A Natureza é um personagem fundamental na vida dos filipinos malaios. O Arquipélago das Filipinas é o cinturão do tufão no mundo. Temos em média de 25 a 28 tempestades/furacões por ano. Essa surra natural tem efeitos tanto físicos quanto psicológicos, é uma espécie de tortura permanente, cruel e brutal. Porém, nos acostumamos com esses ciclos. Aí entra a resiliência que, como atributo e característica, pode ser boa, mas tem uma óbvia conexão com uma atitude bastante apática dos filipinos, um tipo de passividade que representa uma sombria contradição.

Ela se tornou uma enfermidade, uma desesperança, algum tipo de estado de Chronic Traumatic Encephalopathy (CTE). Aceitamos como um destino incontornável: sofremos vagarosamente e apanhamos para sair desse estado. Ironicamente, a luta por emancipação ou redenção só acontece quando o estrago já se tornou tão, mas tão pesado, que é praticamente impossível revertê-lo. Esse é o grande paradoxo do povo filipino [tal paradoxo é melhor representado em Florentina Hubaldo, CTE. No filme, a personagem é sistematicamente abusada e prostituída pelo próprio pai, mas só consegue se libertar após anos de sofrimento].

Um dos assuntos que sempre me chamou a atenção em seus filmes é a iminência do abuso sexual ou do assédio. Seja como assunto principal do filme como em Florentina Hubaldo, CTE, como ponto fundador de uma personagem – Nua Sob o Luar – ou inserida no cotidiano, caso de Evolução de uma Família Filipina, em que o tema do assédio aparece até nas radionovelas que as personagens escutam no filme. Isso é um interesse seu ou realmente representa um desafio diário para a mulher filipina?

É um desafio diário. Nossa sociedade é deveras machista e sexista, o que, na verdade, não deixa de ser um traço de quase todas as sociedades e cultura. O homem ainda é um bárbaro.

Como você reage a uma crítica bastante comum em toda sua carreira: a de que, apesar de seus filmes falarem do cotidiano do povo filipino, ele mesmo não se sente encorajado a assistir devido à duração dos filmes?

Eu não poderia estar menos interessado se meus trabalhos são “assistíveis” ou não pois tenho a convicção de que uma estética verdadeira sempre vence no final. Sou fiel, e também teimoso, com minha estética. É uma responsabilidade, podemos chamá-la de minha posição moral como artista e trabalhador cultural. O grande cinema deve desenvolver um público à altura.

Uma das sequências mais belas de seus filmes é a morte de Kadyo em Evolução, que começa com a facada na multidão durante os protestos e culmina com seu corpo empilhado junto a cadáveres não-identificados. Como você se relaciona com os atores? Que tipo de entrega é necessária da parte deles para a composição da dramaturgia que marca seus filmes?
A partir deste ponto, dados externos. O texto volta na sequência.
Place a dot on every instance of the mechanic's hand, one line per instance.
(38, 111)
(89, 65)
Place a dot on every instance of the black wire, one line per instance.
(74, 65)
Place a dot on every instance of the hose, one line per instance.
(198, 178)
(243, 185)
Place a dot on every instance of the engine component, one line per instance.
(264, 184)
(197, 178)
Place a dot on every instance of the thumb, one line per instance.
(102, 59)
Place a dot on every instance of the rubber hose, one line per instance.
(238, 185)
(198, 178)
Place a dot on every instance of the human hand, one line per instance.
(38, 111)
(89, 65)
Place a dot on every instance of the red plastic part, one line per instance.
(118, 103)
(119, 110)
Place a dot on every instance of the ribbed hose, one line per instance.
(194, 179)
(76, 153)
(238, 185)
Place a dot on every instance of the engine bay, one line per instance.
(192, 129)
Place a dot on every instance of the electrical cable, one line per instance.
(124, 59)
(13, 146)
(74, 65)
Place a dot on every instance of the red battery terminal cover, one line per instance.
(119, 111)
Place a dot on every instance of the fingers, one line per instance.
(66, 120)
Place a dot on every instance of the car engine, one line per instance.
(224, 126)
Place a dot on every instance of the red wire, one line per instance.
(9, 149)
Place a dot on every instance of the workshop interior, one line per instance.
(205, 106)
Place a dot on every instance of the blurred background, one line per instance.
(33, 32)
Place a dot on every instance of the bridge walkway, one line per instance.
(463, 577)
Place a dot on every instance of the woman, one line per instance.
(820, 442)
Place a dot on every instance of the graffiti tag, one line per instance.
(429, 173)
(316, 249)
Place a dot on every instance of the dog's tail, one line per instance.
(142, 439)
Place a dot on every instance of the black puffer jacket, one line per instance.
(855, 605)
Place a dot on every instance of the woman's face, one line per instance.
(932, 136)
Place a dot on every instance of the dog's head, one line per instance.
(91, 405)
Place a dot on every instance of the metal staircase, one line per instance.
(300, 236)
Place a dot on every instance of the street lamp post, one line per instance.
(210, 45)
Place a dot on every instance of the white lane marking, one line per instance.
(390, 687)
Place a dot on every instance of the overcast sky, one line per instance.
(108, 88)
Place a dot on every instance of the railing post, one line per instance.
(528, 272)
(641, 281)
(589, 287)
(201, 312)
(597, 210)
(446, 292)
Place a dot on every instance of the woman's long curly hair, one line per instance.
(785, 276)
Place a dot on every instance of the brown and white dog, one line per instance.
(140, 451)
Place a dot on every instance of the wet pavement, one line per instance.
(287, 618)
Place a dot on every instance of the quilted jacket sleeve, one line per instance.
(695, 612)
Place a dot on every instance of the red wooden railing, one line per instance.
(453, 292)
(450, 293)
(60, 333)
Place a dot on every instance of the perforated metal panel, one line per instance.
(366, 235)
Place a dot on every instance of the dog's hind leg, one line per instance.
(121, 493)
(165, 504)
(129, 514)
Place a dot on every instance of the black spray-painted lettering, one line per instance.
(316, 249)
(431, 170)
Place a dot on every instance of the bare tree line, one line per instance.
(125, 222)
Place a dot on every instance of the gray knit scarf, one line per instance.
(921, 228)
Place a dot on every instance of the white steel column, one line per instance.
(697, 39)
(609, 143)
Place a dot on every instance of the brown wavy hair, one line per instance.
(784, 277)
Eles entendem o meu processo – ou talvez apenas acreditem nele. Falo do plano-sequência, do take de longa duração, da investigação do homem. Os vejo como personagens que criei e trabalhamos de forma a entender sua condição e seu entorno numa pegada mais orgânica e fluida. É um processo simples no qual o ponto-chave é sempre atingir a verdade do personagem, a verdade da cena, a verdade da narrativa.
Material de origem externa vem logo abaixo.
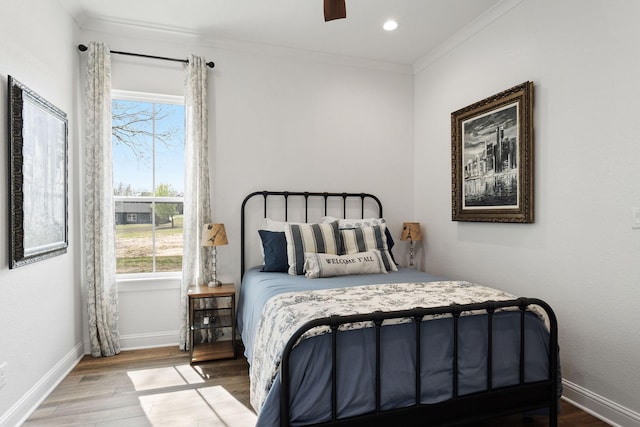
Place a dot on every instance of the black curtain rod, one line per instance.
(83, 48)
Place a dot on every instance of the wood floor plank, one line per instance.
(158, 387)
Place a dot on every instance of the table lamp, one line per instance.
(412, 232)
(214, 235)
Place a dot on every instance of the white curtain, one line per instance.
(196, 264)
(98, 208)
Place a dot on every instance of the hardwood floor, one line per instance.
(158, 387)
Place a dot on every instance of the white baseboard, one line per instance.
(598, 406)
(28, 403)
(139, 341)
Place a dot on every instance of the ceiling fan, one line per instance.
(334, 9)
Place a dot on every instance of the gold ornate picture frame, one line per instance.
(492, 158)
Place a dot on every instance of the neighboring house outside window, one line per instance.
(148, 181)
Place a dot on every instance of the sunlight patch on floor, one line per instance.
(207, 406)
(150, 379)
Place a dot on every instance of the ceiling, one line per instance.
(423, 24)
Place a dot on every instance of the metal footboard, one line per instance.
(494, 401)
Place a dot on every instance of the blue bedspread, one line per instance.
(310, 360)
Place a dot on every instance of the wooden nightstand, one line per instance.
(212, 312)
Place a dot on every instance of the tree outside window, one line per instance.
(148, 172)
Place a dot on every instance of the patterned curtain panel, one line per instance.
(196, 264)
(98, 218)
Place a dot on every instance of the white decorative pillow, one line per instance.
(363, 239)
(325, 265)
(353, 222)
(316, 238)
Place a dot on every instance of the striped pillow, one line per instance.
(316, 238)
(368, 238)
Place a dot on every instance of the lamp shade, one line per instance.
(411, 231)
(214, 235)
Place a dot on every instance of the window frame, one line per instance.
(128, 95)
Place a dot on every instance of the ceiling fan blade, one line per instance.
(334, 9)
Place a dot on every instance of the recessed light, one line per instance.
(390, 25)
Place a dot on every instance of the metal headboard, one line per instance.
(306, 195)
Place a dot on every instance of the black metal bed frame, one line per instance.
(306, 195)
(460, 409)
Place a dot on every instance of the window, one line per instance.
(148, 181)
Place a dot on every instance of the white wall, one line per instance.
(581, 255)
(40, 304)
(279, 120)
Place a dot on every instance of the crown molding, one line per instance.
(178, 35)
(475, 26)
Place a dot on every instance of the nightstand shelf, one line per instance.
(212, 322)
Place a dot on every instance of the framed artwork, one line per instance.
(38, 177)
(492, 158)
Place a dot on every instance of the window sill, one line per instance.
(148, 282)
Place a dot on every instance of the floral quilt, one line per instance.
(286, 313)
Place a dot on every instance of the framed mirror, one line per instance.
(38, 199)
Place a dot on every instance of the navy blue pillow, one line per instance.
(390, 243)
(274, 244)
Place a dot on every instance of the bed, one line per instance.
(394, 347)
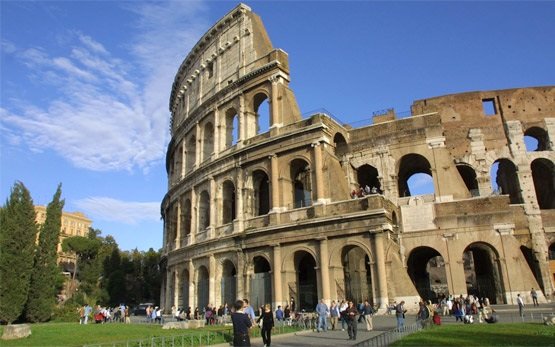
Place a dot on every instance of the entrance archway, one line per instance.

Partindo do fato que seu primeiro longa, Serafin Geronimo: Ang kriminal ng Baryo Concepcion (1998), é vagamente baseado em Crime e Castigo, te pergunto: qual a influência de Dostoiévski na sua carreira?

A luta da culpada alma humana, além da forte investigação psicológica nos livros de Dostoiévski chamaram minha atenção. Ele apresenta o ser humano em sofrimento como algo intrínseco à própria existência. E há sempre a busca pela redenção, além da batalha entre o Bem e o Mal.

Como você tem conseguido financiar seus filmes sendo um artista que não pertence à chamada indústria comercial de cinema nas Filipinas?

Tenho o apoio algumas vezes do Hubert Bals Fund do Festival de Roterdã. Os amigos também ajudam. Sou um cineasta pobre e de maneira alguma estou romantizando isso, pois faço filmes porque quero, não por obrigação. Me adapto no processo ao que tenho em mãos. Não posso reclamar. Dias antes da nossa entrevista alguém me perguntou num debate após uma exibição: “Como você distribui esses filmes longos?”. Eu disse: “Não faço filmes para o mercado. Faço filmes para o cinema”.